Court Opinion

ID: 9624428
Source: CourtListenerOpinion
Date Created: 2023-08-22 07:02:38.534735+00
Date Added: 2024-06-11T11:49:52.818532
License: Public Domain

MR. JUSTICE ANGSTMAN:
(concurring in the result).
I agree with the result reached in the foregoing opinion but not with all that is said in it.
I do not agree that the dismissal of the attempted appeal in the ease of In re Blankenbaker’s Estate, 108 Mont. 383, 91 Pac. (2d) 401, had the effect of affirming the order attempted to be appealed from. I think R. C. M. 1947, sec. 93-8020, providing that the dismissal of an appeal has the effect of an affirmance of the judgment or order appealed from has application to a situation where there was an appeal from an appealable order or judgment but which appeal for some one of the reasons specified in R. C. M. 1947, sec. 93-8019, had to be dismissed. *513It is my view that the dismissal of an attempted appeal from a non-appealable order or judgment, such as that in the Blenkenbaker ease, supra, does not have the effect of an affirmance of the order or judgment attempted to be appealed from. In such a ease the court acquires no jurisdiction to do anything except to dismiss the attempted appeal. It acquires no jurisdiction to affirm or otherwise affect the order attempted to be appealed from.
Neither do I agree that the case of State ex rel. Blankenbaker v. District Court, 109 Mont. 331, 96 Pac. (2d) 936, should be overruled. The reason given for the conclusion may not be sound but I think the result was correct. The statute involved in that case was what is now R. C. M. 1947, sec. 91-4438, reading: “The attorney general, state board of equalization, public administrator, county attorney, or any person dissatisfied with the appraisement or assessment and determination of such tax may apply for a rehearing thereof before the district court within sixty (60) days from the fixing, assessing and determination of the tax by the district court as herein provided on filing a written notice which shall state the grounds , of the application for a rehearing. The rehearing shall be upon the records, proceedings, and proofs had and taken on the hearing as herein provided unless additional or newly discovered evidence be alleged therefor, and a new trial shall not be had or granted unless specially ordered by the district court.”
This section, it will be noted, speaks both of rehearings and new trials. Fair interpretation of the section contemplates two things: First, a rehearing, upon the records, proceedings and proofs had and taken on the hearing. Second: A new trial upon additional or newly discovered evidence. A rehearing upon the records, proceedings and proof had on the hearing follows as a matter of course upon application. That is not dependent upon the discretion of the court and requires no court order. The new trial on additional or newly discovered evidence must be ordered by the court before it is available to petitioner.

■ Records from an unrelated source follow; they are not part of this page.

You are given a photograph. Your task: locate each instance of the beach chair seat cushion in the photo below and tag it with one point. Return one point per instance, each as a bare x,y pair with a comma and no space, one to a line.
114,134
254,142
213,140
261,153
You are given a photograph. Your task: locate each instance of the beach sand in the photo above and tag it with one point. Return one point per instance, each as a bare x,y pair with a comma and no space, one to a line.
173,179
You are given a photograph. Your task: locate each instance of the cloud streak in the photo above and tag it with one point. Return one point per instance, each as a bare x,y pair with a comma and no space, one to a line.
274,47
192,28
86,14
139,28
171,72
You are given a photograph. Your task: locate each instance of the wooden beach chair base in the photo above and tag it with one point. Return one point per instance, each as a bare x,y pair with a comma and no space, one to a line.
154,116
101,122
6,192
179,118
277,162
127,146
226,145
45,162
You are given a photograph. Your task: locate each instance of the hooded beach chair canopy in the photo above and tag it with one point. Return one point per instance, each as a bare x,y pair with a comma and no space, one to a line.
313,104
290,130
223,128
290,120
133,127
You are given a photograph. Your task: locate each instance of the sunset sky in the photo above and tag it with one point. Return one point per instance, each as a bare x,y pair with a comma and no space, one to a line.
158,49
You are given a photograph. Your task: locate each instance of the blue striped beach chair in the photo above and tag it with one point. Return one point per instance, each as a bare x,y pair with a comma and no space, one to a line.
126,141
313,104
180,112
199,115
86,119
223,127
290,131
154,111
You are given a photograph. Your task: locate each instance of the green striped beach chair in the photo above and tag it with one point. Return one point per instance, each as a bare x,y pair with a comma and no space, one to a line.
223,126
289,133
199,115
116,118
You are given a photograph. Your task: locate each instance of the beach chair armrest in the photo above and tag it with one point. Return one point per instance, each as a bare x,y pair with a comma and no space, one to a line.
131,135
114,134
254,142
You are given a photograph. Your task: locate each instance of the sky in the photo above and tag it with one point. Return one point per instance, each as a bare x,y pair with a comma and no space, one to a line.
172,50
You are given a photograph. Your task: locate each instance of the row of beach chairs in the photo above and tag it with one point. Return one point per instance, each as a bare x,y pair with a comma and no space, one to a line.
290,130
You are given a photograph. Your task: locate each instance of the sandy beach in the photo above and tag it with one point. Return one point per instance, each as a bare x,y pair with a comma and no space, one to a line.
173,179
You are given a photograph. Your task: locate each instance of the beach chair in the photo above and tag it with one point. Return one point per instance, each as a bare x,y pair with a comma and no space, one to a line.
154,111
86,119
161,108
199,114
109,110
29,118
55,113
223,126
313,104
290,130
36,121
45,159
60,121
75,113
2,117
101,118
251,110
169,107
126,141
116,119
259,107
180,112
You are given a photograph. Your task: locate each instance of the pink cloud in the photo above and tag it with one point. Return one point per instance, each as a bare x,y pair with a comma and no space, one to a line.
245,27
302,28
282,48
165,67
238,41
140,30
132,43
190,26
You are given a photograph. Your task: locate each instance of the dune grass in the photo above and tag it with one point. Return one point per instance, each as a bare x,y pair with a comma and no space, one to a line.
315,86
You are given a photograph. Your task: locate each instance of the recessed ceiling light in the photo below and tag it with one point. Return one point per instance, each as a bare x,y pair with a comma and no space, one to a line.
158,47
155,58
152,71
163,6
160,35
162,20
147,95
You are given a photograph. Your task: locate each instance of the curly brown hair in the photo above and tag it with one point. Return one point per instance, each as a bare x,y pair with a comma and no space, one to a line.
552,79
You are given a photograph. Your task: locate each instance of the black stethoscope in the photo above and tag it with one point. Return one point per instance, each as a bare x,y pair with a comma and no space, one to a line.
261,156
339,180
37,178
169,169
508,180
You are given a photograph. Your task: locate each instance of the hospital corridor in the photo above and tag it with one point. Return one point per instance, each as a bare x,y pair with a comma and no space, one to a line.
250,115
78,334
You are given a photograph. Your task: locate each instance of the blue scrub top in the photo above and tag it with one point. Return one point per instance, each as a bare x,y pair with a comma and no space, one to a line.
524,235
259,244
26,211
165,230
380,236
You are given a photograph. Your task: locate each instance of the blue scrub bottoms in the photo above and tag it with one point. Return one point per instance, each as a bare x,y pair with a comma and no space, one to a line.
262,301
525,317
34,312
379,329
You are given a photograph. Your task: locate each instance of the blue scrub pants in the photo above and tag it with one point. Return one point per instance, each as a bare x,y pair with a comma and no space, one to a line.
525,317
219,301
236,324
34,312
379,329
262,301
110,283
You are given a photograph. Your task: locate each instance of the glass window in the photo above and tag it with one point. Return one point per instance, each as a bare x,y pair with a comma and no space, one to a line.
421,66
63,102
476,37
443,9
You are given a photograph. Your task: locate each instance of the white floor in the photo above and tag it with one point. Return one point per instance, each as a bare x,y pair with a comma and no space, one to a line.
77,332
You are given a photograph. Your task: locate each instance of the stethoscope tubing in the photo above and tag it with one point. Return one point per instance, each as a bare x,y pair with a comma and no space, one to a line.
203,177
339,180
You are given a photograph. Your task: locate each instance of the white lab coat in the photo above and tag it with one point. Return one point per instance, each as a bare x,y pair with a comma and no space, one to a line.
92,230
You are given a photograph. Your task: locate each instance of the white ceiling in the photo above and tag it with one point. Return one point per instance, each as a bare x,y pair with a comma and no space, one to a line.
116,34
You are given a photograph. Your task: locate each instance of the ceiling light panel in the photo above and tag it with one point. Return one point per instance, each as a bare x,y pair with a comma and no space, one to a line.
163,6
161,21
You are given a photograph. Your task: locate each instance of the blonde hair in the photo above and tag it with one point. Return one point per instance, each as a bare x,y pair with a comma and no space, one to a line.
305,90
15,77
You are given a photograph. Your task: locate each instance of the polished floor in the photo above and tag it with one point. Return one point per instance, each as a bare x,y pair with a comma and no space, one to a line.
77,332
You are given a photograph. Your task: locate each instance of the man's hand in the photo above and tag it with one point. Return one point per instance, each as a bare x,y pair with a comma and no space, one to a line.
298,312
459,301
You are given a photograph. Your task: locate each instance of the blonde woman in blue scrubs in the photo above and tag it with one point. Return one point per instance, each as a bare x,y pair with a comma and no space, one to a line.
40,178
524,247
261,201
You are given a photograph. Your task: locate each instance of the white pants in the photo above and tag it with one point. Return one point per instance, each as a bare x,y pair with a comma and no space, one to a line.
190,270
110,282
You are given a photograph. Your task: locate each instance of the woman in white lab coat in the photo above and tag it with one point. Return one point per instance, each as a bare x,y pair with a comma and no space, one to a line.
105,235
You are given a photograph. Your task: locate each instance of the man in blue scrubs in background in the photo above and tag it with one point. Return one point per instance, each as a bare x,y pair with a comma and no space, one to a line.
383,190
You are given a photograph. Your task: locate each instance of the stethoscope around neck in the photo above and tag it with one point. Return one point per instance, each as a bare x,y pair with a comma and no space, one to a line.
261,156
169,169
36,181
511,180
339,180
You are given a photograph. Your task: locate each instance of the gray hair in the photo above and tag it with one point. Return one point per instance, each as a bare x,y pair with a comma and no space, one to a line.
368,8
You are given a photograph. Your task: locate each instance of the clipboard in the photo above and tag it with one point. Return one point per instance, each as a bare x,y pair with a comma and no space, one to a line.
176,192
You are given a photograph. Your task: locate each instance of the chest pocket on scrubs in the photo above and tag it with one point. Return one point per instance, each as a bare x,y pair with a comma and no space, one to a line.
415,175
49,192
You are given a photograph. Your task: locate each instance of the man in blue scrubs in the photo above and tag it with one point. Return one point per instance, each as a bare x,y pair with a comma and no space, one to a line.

It therefore follows that when the application for rehearing *514was filed in the last cited case it had the effect of wiping out the order fixing the inheritance tax and leaving the case as if no order for inheritance tax had been made. There was then no occasion to appeal from that order. The filing of the application for rehearing left no order to appeal from. The order made after rehearing might have been entirely different from the one previously made.
I think the conclusion reached in the Blankenbaker case, 109 Mont. 331, 96 Pac. (2d) 936, was correct, but I think it is entirely different from the instant case and is no authority for the granting of the writ of supervisory control in this case.
MR. JUSTICE ANDERSON not having been a member of the court at the time of the original opinion did not take part in the decision.